Here is where the first instance of irony comes in:
“Yes. I was secretly a revolutionary, but at the same time I was a conscientious barber, proud of the way I did my job.”
Tellez’s protagonist may be a revolutionary sickened by the presence of this military commander, who boasts of torturing and executing rebel prisoners for entertainment, but he is a barber first. The following passage encapsulates this conundrum spendidly:
“The razor kept descending. Now from the other sideburn downward. It was a blue beard, a thick one. He should let it grow, some poets, or some priests. It would suit him well. Many people would not recognize him. And that would be a good thing for him, I thought, as I went gently over all the throat line. At t his point, you really had to handle your blade skillfully, because the hair, while scantier, tended to fall into small whorls. It was a curly beard. The pores might open minutely in this area and let out a tiny drop of blood. A good barber like myself stakes his reputation on not permitting that to happen to any of his customers.”

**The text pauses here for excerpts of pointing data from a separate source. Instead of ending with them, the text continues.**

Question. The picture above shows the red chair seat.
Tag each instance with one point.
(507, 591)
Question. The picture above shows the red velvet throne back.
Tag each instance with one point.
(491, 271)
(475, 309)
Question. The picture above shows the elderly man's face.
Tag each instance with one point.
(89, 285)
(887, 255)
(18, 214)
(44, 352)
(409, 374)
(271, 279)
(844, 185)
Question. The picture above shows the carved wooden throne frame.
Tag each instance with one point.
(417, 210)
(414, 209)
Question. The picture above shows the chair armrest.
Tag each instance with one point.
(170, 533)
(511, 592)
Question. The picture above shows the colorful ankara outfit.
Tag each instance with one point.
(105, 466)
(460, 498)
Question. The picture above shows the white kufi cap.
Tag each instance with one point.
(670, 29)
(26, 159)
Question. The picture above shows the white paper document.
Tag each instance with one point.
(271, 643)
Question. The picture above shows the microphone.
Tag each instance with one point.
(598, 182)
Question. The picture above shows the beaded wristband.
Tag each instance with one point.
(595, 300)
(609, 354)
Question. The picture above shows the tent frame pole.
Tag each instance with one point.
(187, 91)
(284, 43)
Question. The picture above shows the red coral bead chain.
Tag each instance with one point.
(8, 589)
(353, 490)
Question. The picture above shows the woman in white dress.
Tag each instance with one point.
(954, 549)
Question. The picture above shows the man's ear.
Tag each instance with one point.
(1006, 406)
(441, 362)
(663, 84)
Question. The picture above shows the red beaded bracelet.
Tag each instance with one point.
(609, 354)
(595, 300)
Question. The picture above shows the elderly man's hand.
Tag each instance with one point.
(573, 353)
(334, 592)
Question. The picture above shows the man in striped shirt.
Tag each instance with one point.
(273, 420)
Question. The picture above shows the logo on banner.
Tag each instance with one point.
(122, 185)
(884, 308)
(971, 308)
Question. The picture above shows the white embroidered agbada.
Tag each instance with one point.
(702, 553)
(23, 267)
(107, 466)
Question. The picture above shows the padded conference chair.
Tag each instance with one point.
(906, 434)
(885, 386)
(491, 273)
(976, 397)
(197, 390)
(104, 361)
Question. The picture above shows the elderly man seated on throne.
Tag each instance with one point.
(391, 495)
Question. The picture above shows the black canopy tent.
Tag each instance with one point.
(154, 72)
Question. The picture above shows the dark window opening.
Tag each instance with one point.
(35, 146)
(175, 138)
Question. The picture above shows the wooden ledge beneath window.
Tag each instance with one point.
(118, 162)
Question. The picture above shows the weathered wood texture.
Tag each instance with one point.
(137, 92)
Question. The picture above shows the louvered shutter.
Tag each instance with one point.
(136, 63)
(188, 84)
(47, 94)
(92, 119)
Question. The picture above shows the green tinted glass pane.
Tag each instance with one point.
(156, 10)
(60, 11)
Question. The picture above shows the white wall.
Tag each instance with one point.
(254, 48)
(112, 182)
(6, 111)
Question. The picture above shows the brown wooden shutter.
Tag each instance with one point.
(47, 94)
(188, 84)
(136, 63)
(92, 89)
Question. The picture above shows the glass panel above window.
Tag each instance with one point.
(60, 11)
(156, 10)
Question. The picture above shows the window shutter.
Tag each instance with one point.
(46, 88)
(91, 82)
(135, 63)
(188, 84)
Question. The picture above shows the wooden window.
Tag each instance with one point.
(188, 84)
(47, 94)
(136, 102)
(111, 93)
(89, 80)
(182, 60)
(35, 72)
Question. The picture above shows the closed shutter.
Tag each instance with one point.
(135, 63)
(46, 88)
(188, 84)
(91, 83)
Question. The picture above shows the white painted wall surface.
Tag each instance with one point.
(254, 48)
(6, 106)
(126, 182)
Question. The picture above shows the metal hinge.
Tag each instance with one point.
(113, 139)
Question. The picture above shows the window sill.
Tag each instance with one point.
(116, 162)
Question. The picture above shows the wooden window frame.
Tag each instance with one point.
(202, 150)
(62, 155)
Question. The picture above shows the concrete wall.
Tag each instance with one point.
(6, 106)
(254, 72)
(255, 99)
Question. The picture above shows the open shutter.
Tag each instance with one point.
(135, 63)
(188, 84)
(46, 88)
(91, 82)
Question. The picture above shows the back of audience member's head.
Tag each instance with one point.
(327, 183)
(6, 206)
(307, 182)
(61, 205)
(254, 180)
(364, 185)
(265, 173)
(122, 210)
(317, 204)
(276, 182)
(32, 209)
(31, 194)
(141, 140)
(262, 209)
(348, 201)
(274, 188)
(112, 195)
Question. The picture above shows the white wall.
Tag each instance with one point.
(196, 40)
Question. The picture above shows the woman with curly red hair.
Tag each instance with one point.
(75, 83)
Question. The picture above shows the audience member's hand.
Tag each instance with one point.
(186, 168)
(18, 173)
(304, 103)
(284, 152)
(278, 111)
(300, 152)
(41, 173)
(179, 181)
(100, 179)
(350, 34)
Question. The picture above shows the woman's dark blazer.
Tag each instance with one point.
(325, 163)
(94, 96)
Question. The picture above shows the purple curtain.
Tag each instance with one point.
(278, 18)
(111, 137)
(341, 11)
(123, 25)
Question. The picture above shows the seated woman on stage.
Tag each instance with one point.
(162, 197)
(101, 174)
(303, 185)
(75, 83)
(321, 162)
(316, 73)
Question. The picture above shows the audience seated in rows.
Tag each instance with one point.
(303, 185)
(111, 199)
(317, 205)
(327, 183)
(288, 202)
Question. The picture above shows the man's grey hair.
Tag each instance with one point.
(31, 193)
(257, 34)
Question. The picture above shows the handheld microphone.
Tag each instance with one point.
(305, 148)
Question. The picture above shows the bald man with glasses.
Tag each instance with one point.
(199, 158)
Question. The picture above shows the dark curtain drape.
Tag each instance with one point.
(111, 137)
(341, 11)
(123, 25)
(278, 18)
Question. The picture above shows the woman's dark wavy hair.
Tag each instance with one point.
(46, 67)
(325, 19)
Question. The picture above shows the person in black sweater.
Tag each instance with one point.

And, then, for good measure, the barber boasts of his abilities, “. . .I am a good barber, the best in this town, and I say this in all modesty.”
He is not oblivious as to the irony in his situation (“I am a revolutionary, but not a murderer.”), reiterating to himself the blood of his companions that stains this customer’s hands. He is adamant, however, that his pride in his professionalism will not compel him to change his nature:
“I don’t want to stain my hands with blood. Just with lather, and nothing else. You are an executioner; I am only a barber. Each one to his job. That’s it. Each one to his job.”
This is a fine example of situational irony, the commitment to his profession over the military and political imperative of killing Captain Torres. The greater irony, though, is in the surprise delivered by Captain Torres in the story’s final sentences. The captain’s parting comment – “They told me you would kill me. I came to find out if it was true. But it’s not easy to kill. I know what I’m talking about.” – strongly suggests that the captain is more situationally aware than the reader has been led to anticipate, and that he is cognizant of the moral boundaries on the far side of which he operates on a daily basis.
What is an irony in the short story "Just Lather, That's All"?
The supreme irony of the Hernando Tellez short story, "Just Lather, That's All," concerns the secret identity of the barber. When Captain Torres enters the barber's shop, he announces that he wants a shave. The barber recognizes him immediately as the killer of the rebels with whom the barber is secretly affiliated. Throughout the shave, the barber contemplates cutting Torres' throat, but thinks better of it, preferring to give him "just lather, that's all." He refuses to kill Torres in order to protect his secret and to uphold his professional code of a bloodless cut. But, as we find out at the end, Captain Torres has already heard of the barber's possible connection, and he has come to test the man himself. This is the irony--that the barber's secret was no secret at all, and that the captain had one of his own.